You know, that anime crush you had in middle school? Tbh it’s part of the reason this blog is called grey musings (for those who are not aware - Levi’s eyes are grey). Tbh though, grey fit with the feel of this blog. I normally only need something like this when I have sad (or grey) thoughts.
Anyway, I’m reading this fan fiction on A03 (I know, traitor!). It’s actually really good, and I love the writer and how the characters are portrayed.
But this one, everyone has died basically (it’s a zombie one)and as I reached the second chapter I figured what may happen (it’s called As the spark dies - and well readers nickname is Spark)…
I’m close to finishing it. But I know it won’t be a happy ending. So I keep putting it off. But the quicker I read the quicker I’ll be back to forgetting this mood (well at least for awhile).
I get like this sometimes.

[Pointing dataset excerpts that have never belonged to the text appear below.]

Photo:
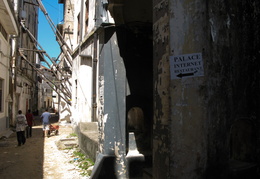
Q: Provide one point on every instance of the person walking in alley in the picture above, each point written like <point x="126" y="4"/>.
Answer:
<point x="30" y="121"/>
<point x="45" y="118"/>
<point x="21" y="124"/>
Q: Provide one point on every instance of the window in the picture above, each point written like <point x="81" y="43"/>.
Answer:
<point x="86" y="17"/>
<point x="1" y="94"/>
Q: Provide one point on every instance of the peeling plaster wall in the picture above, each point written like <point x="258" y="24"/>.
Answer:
<point x="193" y="115"/>
<point x="161" y="90"/>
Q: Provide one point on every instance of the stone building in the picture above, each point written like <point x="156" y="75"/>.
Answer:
<point x="167" y="89"/>
<point x="8" y="28"/>
<point x="25" y="90"/>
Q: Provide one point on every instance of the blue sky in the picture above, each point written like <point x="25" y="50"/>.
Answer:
<point x="46" y="36"/>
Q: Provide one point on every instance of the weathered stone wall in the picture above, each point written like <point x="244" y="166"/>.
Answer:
<point x="193" y="115"/>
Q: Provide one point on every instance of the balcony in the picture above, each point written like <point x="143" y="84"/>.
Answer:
<point x="8" y="20"/>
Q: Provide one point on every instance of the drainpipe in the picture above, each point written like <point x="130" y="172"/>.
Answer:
<point x="94" y="80"/>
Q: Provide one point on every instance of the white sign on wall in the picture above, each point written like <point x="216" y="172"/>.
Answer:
<point x="187" y="65"/>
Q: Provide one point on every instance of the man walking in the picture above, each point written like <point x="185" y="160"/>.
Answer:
<point x="45" y="118"/>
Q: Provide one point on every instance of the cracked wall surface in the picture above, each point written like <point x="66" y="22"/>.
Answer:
<point x="193" y="115"/>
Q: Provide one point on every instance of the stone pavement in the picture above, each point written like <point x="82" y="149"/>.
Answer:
<point x="39" y="157"/>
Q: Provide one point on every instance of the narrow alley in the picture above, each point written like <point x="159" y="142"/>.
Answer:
<point x="39" y="157"/>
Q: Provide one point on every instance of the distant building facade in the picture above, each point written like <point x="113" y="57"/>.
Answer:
<point x="162" y="89"/>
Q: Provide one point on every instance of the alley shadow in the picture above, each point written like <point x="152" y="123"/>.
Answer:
<point x="26" y="161"/>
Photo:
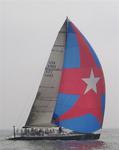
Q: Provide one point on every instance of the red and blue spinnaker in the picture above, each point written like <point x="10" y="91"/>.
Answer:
<point x="80" y="102"/>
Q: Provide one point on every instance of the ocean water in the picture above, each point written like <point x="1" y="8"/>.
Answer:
<point x="109" y="141"/>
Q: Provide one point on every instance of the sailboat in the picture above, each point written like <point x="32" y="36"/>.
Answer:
<point x="71" y="95"/>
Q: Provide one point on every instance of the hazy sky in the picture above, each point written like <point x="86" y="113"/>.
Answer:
<point x="27" y="32"/>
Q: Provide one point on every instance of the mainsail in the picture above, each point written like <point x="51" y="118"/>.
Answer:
<point x="72" y="90"/>
<point x="43" y="107"/>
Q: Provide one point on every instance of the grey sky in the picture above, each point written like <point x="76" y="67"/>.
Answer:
<point x="27" y="32"/>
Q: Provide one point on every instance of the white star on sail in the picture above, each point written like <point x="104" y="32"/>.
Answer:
<point x="91" y="82"/>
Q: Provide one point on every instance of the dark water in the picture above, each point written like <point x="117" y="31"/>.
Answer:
<point x="109" y="141"/>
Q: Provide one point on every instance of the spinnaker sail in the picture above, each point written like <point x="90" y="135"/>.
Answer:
<point x="81" y="99"/>
<point x="72" y="91"/>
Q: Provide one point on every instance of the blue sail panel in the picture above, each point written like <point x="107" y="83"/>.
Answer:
<point x="80" y="102"/>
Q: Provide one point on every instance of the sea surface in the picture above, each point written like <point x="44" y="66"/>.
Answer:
<point x="109" y="141"/>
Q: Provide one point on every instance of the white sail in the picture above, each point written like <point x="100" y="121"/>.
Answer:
<point x="43" y="107"/>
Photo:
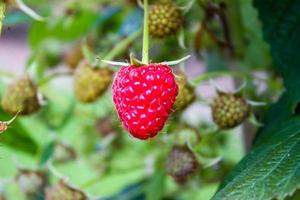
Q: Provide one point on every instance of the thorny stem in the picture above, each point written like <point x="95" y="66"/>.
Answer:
<point x="146" y="34"/>
<point x="123" y="45"/>
<point x="2" y="14"/>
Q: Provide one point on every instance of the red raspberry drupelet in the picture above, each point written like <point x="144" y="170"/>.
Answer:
<point x="144" y="97"/>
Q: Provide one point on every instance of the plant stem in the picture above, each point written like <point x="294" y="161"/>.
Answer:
<point x="146" y="34"/>
<point x="209" y="75"/>
<point x="2" y="14"/>
<point x="122" y="46"/>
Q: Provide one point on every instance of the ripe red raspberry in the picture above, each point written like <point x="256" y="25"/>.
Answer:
<point x="144" y="97"/>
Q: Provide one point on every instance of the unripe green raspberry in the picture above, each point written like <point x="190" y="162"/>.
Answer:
<point x="90" y="83"/>
<point x="181" y="163"/>
<point x="62" y="191"/>
<point x="186" y="94"/>
<point x="164" y="20"/>
<point x="229" y="110"/>
<point x="21" y="96"/>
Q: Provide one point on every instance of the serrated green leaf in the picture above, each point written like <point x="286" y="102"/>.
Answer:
<point x="271" y="170"/>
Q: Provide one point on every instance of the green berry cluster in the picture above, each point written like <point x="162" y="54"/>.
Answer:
<point x="21" y="96"/>
<point x="186" y="94"/>
<point x="90" y="83"/>
<point x="164" y="20"/>
<point x="229" y="110"/>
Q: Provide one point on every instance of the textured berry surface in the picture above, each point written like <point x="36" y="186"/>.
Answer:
<point x="181" y="163"/>
<point x="186" y="94"/>
<point x="21" y="96"/>
<point x="164" y="20"/>
<point x="229" y="110"/>
<point x="144" y="97"/>
<point x="90" y="83"/>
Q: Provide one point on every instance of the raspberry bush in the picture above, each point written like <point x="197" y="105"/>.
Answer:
<point x="151" y="99"/>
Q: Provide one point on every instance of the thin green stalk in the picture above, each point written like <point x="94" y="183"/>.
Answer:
<point x="122" y="46"/>
<point x="208" y="75"/>
<point x="146" y="34"/>
<point x="2" y="14"/>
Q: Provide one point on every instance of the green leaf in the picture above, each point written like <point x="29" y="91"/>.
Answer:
<point x="65" y="28"/>
<point x="155" y="187"/>
<point x="47" y="153"/>
<point x="271" y="170"/>
<point x="17" y="136"/>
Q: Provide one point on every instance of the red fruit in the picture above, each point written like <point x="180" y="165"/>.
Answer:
<point x="144" y="97"/>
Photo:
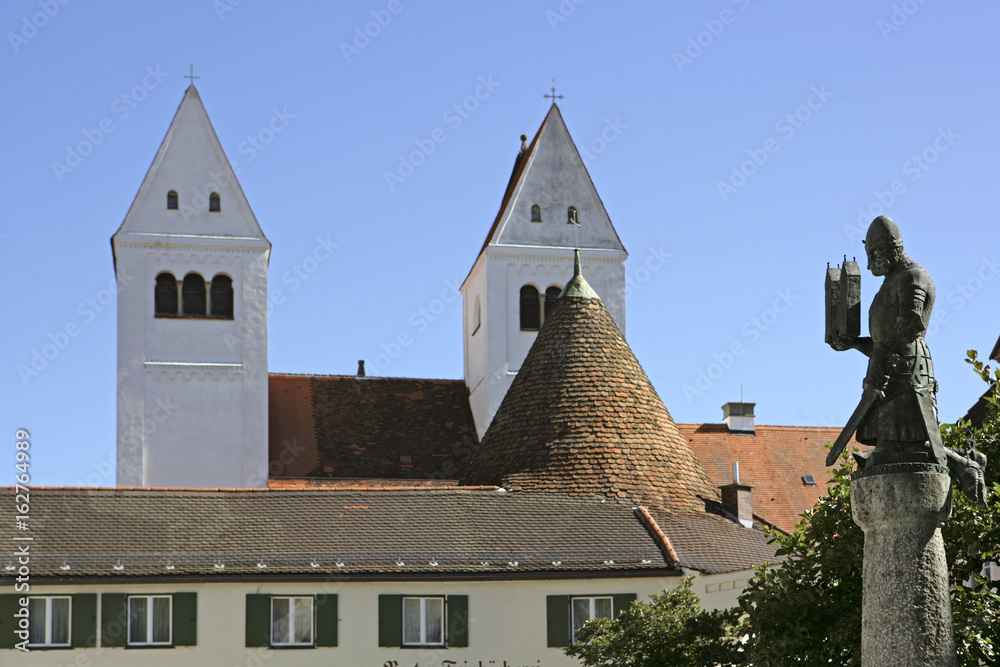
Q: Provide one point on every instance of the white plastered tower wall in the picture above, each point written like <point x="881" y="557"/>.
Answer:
<point x="549" y="174"/>
<point x="192" y="391"/>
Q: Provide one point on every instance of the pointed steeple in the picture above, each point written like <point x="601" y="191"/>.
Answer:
<point x="549" y="207"/>
<point x="191" y="163"/>
<point x="550" y="173"/>
<point x="192" y="263"/>
<point x="581" y="417"/>
<point x="578" y="285"/>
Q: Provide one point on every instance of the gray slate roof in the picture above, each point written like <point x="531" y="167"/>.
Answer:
<point x="160" y="532"/>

Thinking what’s the point. I’m not going to do anything, if you come across this blog and I haven’t posted it means I’m happy! But like, there is no point in life, once the entire universe goes, no one will remember you.
Tbh I think I feel this way, because well, it’s been about 3 weeks since I lost my dog and a year and a half since my Grandad. I love them both dearly.
But I think my dog has hit me hard. She was 13.5, I’m 24, so I had her over half my life, grew up from child to teenager to adulthood with her. I don’t know how to be myself without her, and maybe it’s me trying to find myself again.
Maybe reading a death heavy fan fiction right after one of the hardest deaths in my life isn’t a good thing. Especially when I feel like I’ll be alone for the rest of my life (I’m a massive introvert, would love to meet someone but don’t know how).
Maybe I should have read a sappy book?
Idk how I am feeling really. Depressed and sad aren’t the right words. I know I’ll be ok, and probably right and rain tomorrow.
Life just feels like it’s moving way to fast and like I’m missing out on things, but then I feel like I should take things slow and not rush. I’m so used to social pressures, that maybe I’m letting that impact me.
I’m not sure. I just hope this helps my head fog list a little.